New propulsion systems in aircrafts must meet strict regulations and emission limitations. The Flightpath 2050 goals set by the Advisory Council for Aviation Research and Innovation in Europe (ACARE) include reductions of 75%, 90%, and 65% in CO 2 , NO x , and noise, respectively. These goals are not fully satisfied by marginal improvements in gas turbine technology or aircraft design. A novel control design procedure for the next generation of turbofan engines is proposed in this paper to improve Full Authority Digital Engine Control (FADEC) systems and reduce the emission levels to meet the Flightpath 2050 regulations.

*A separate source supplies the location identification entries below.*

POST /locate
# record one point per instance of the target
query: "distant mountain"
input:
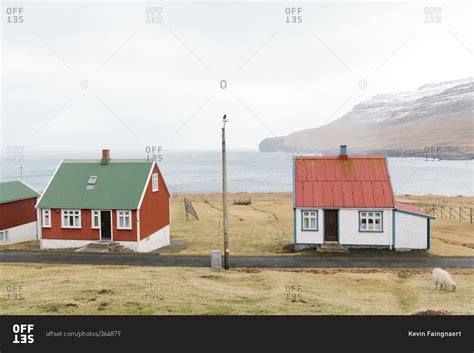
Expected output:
(437, 115)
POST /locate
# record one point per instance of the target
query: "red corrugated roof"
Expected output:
(409, 208)
(357, 182)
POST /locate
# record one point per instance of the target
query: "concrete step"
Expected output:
(101, 246)
(332, 247)
(402, 249)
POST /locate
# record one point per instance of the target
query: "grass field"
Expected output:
(108, 290)
(265, 227)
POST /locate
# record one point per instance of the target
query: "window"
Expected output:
(4, 235)
(124, 219)
(154, 182)
(91, 182)
(70, 219)
(46, 217)
(95, 219)
(309, 220)
(370, 221)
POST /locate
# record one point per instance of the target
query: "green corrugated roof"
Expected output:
(15, 190)
(119, 185)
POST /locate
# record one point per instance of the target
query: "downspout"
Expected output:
(39, 221)
(293, 198)
(428, 236)
(392, 245)
(138, 227)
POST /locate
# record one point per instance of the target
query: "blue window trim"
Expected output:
(317, 220)
(371, 231)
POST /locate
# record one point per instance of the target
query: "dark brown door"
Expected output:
(330, 225)
(105, 225)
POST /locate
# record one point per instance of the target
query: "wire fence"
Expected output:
(462, 214)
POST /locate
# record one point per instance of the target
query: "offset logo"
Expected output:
(23, 333)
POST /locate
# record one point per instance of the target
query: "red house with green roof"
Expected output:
(124, 201)
(17, 212)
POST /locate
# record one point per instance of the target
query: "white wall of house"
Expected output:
(411, 231)
(307, 236)
(21, 233)
(349, 233)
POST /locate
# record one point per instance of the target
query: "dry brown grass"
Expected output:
(266, 226)
(109, 290)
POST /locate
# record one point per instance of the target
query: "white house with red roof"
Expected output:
(349, 201)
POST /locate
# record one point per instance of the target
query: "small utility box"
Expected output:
(216, 259)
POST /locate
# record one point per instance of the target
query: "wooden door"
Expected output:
(105, 225)
(331, 225)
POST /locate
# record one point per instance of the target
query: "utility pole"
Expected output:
(224, 197)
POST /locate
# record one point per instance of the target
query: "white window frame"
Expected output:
(73, 213)
(371, 224)
(4, 235)
(95, 213)
(309, 215)
(46, 212)
(125, 214)
(154, 182)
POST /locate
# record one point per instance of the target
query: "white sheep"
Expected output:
(444, 279)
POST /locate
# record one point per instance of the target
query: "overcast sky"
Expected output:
(160, 83)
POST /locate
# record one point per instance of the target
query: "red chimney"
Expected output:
(343, 153)
(105, 157)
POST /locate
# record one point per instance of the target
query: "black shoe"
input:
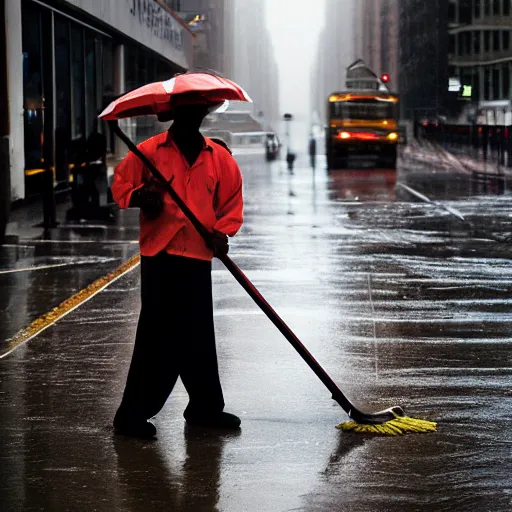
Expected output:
(215, 420)
(139, 429)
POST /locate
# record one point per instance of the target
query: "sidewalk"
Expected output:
(460, 158)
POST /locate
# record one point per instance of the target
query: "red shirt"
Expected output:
(211, 188)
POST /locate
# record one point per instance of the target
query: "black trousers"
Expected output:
(175, 338)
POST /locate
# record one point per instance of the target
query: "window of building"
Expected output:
(487, 41)
(451, 44)
(476, 42)
(451, 13)
(505, 76)
(496, 40)
(63, 97)
(460, 43)
(91, 98)
(477, 8)
(33, 88)
(496, 84)
(506, 39)
(487, 84)
(77, 81)
(467, 42)
(464, 12)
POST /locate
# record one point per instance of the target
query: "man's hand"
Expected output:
(149, 199)
(220, 245)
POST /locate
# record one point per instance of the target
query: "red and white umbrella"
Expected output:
(185, 89)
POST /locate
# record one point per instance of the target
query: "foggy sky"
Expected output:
(295, 26)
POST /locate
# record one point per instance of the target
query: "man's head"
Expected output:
(188, 117)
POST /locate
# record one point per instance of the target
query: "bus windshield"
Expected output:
(367, 109)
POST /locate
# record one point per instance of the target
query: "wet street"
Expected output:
(400, 285)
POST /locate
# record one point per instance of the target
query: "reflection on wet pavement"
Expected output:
(401, 302)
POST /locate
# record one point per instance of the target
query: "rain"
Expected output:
(255, 255)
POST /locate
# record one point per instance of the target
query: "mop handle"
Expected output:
(241, 277)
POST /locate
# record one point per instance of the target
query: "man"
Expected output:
(312, 150)
(175, 334)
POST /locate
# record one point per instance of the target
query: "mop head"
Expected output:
(397, 426)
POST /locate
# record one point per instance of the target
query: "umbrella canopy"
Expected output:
(185, 89)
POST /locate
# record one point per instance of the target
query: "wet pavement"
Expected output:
(400, 300)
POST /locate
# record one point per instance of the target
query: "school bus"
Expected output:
(362, 121)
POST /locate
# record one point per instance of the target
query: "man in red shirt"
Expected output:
(175, 334)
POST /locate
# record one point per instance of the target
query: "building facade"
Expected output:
(376, 37)
(480, 49)
(66, 61)
(232, 39)
(334, 54)
(423, 58)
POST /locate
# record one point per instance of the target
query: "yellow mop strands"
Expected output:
(397, 426)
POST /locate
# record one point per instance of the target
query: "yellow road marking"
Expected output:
(63, 309)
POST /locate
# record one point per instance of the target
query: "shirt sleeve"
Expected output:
(229, 209)
(128, 177)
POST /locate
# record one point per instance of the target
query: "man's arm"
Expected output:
(128, 177)
(229, 207)
(129, 189)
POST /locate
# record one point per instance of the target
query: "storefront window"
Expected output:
(90, 84)
(33, 94)
(63, 97)
(78, 86)
(505, 74)
(496, 84)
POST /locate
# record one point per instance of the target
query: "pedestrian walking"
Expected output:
(312, 150)
(175, 333)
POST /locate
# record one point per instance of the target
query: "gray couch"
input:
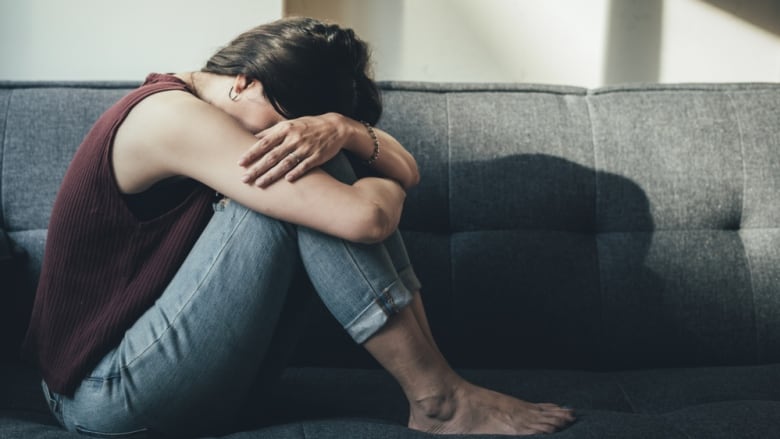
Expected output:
(613, 250)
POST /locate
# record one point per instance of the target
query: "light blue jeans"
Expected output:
(187, 365)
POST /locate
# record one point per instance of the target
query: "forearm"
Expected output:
(388, 197)
(393, 160)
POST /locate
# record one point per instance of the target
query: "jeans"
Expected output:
(187, 364)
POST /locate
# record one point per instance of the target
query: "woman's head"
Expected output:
(306, 67)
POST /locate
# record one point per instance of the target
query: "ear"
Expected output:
(240, 83)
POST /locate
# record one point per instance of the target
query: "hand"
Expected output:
(293, 147)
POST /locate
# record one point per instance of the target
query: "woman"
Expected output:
(154, 311)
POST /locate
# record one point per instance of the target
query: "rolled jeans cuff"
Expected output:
(392, 299)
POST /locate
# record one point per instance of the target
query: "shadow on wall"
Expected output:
(762, 13)
(633, 52)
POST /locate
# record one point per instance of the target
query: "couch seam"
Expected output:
(596, 231)
(2, 156)
(450, 257)
(619, 381)
(748, 261)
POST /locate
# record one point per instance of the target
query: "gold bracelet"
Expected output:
(374, 155)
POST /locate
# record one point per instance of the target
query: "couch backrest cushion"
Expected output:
(554, 226)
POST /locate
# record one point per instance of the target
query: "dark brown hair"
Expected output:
(306, 67)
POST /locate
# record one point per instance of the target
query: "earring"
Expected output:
(230, 95)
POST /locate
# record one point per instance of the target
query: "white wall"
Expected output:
(118, 40)
(587, 43)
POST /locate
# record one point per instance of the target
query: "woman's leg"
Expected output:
(186, 364)
(401, 341)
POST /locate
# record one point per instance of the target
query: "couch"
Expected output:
(614, 250)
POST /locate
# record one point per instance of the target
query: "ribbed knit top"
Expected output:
(104, 263)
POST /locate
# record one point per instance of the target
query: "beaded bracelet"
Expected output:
(374, 155)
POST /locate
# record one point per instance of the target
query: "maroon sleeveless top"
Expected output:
(108, 257)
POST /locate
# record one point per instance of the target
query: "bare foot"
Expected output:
(470, 409)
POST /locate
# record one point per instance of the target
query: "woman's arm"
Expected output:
(315, 140)
(174, 133)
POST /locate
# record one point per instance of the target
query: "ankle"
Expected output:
(439, 405)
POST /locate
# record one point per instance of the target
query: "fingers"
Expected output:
(261, 176)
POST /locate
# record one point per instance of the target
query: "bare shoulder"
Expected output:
(163, 128)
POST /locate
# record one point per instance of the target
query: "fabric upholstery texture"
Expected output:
(615, 250)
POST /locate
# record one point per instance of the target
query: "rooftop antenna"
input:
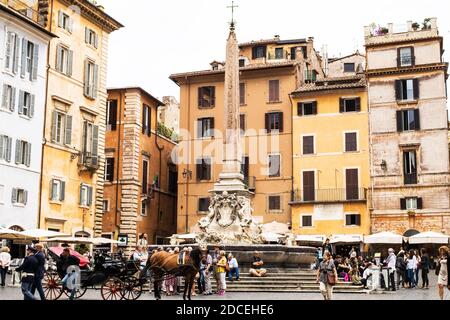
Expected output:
(232, 23)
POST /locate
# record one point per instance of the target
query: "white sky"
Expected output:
(171, 36)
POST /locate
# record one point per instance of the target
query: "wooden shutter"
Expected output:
(399, 121)
(70, 63)
(62, 191)
(309, 186)
(398, 90)
(419, 203)
(416, 89)
(35, 63)
(68, 130)
(300, 109)
(416, 119)
(352, 184)
(403, 204)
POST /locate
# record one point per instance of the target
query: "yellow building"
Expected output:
(73, 158)
(331, 159)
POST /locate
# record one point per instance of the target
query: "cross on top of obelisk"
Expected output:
(232, 23)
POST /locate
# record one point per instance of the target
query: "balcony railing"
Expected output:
(88, 160)
(24, 9)
(250, 182)
(329, 195)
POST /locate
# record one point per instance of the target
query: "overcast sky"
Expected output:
(172, 36)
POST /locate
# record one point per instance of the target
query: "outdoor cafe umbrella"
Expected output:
(383, 238)
(429, 238)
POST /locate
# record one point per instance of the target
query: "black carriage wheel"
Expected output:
(52, 286)
(132, 289)
(80, 292)
(112, 289)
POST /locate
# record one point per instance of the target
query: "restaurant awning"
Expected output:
(346, 238)
(383, 238)
(319, 239)
(429, 238)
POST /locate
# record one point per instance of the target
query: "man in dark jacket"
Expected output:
(40, 257)
(29, 268)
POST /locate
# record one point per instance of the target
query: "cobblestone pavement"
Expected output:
(14, 293)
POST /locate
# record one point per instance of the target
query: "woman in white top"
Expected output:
(5, 261)
(443, 271)
(411, 268)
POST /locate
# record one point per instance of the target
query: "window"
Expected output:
(85, 195)
(109, 169)
(408, 120)
(259, 52)
(411, 204)
(64, 60)
(350, 105)
(146, 120)
(5, 148)
(353, 220)
(26, 104)
(61, 128)
(206, 97)
(90, 144)
(23, 152)
(90, 79)
(407, 89)
(144, 209)
(203, 204)
(12, 52)
(274, 122)
(65, 22)
(242, 93)
(274, 165)
(352, 184)
(105, 206)
(205, 128)
(203, 169)
(406, 57)
(307, 108)
(410, 167)
(274, 90)
(242, 123)
(279, 53)
(309, 192)
(307, 222)
(351, 142)
(145, 177)
(8, 98)
(19, 196)
(274, 203)
(91, 37)
(111, 115)
(349, 67)
(308, 145)
(58, 190)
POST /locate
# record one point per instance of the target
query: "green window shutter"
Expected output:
(68, 130)
(35, 63)
(62, 192)
(70, 63)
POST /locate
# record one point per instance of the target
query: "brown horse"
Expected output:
(165, 264)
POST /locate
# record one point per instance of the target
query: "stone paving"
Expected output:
(14, 293)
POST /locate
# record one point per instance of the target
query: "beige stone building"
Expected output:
(269, 71)
(408, 129)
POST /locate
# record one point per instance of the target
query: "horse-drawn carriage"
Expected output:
(116, 279)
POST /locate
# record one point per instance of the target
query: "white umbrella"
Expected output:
(346, 238)
(429, 238)
(383, 238)
(311, 238)
(42, 234)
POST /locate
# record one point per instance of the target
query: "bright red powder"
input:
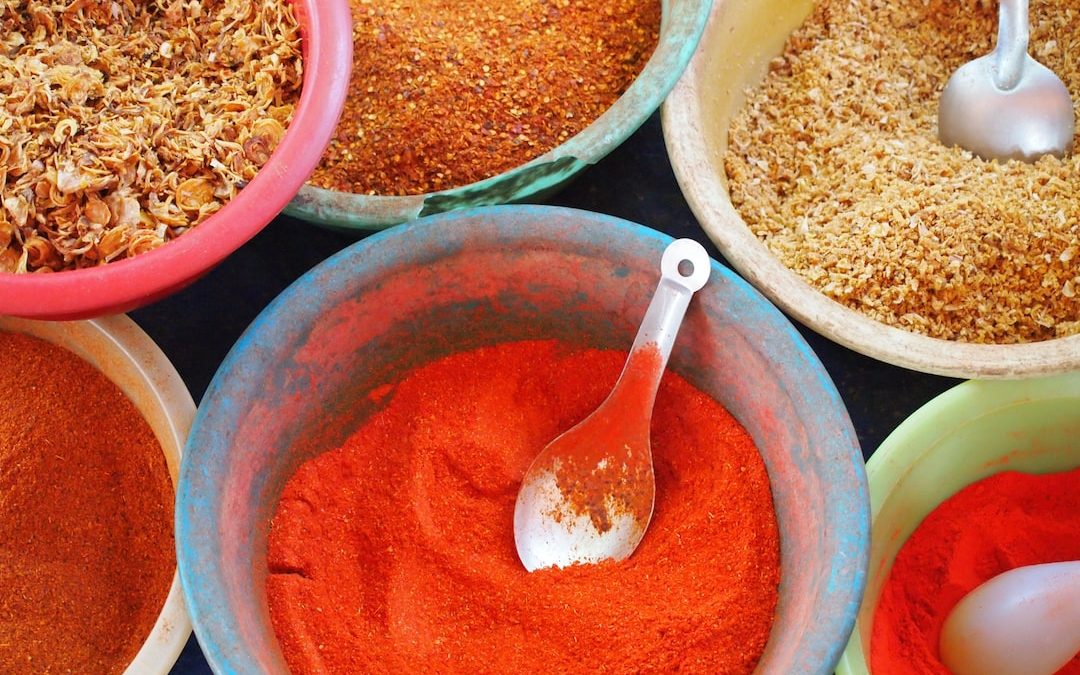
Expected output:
(395, 552)
(1007, 521)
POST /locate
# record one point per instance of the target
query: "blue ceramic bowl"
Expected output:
(459, 281)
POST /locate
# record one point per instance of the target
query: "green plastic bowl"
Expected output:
(968, 433)
(680, 28)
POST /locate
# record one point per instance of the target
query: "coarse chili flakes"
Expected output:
(448, 92)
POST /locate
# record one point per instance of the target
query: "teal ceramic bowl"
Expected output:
(297, 382)
(682, 25)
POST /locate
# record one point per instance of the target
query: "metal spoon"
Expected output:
(588, 497)
(1025, 621)
(1007, 105)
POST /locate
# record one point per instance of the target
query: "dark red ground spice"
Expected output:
(395, 552)
(86, 550)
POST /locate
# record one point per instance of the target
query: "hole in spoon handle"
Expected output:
(679, 253)
(670, 301)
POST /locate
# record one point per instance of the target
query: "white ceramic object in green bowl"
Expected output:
(680, 27)
(966, 434)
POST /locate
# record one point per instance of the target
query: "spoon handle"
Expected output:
(667, 307)
(1011, 50)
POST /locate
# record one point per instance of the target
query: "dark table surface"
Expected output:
(198, 326)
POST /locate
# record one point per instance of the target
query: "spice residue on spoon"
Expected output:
(593, 477)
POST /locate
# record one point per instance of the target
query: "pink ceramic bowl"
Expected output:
(326, 27)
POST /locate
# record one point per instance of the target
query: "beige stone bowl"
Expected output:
(740, 39)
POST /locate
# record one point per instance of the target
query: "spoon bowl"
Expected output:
(1007, 105)
(1025, 621)
(589, 495)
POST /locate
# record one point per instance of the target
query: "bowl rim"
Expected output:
(706, 194)
(678, 39)
(122, 285)
(193, 497)
(153, 372)
(920, 434)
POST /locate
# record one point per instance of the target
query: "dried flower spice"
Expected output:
(86, 548)
(124, 123)
(835, 164)
(448, 92)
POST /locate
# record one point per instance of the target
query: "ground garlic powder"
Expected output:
(835, 164)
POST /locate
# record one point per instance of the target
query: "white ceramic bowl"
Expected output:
(127, 356)
(966, 434)
(740, 39)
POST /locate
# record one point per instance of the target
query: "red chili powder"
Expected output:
(395, 552)
(1007, 521)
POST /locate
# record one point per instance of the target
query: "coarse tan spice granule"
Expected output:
(124, 123)
(835, 164)
(445, 93)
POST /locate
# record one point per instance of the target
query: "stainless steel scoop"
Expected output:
(1007, 105)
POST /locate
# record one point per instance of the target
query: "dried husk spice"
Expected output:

Hence, an Adaptive Network–based Fuzzy Inference System (ANFIS), nonlinear autoregressive network with exogenous inputs (NARX) techniques, and the block-structure Hammerstein–Wiener approach are used to develop a model for a turbofan engine. The Min–Max control structure is chosen as the most widely used practical control algorithm for gas turbine aero engines. The objective function is considered to minimize the emission level for the engine in a pre-defined maneuver while keeping the engine performance in different aspects. The Genetic Algorithm (GA) is applied to find the optimized control structure. The results confirm the effectiveness of the proposed approach in emission reduction for the next generation of turbofan engines.

Suggested Citation

  • Majid Aghasharifian Esfahani & Mohammadmehdi Namazi & Theoklis Nikolaidis & Soheil Jafari, 2022. "Advanced Control Algorithm for FADEC Systems in the Next Generation of Turbofan Engines to Minimize Emission Levels," Mathematics, MDPI, vol. 10(10), pages 1-15, May.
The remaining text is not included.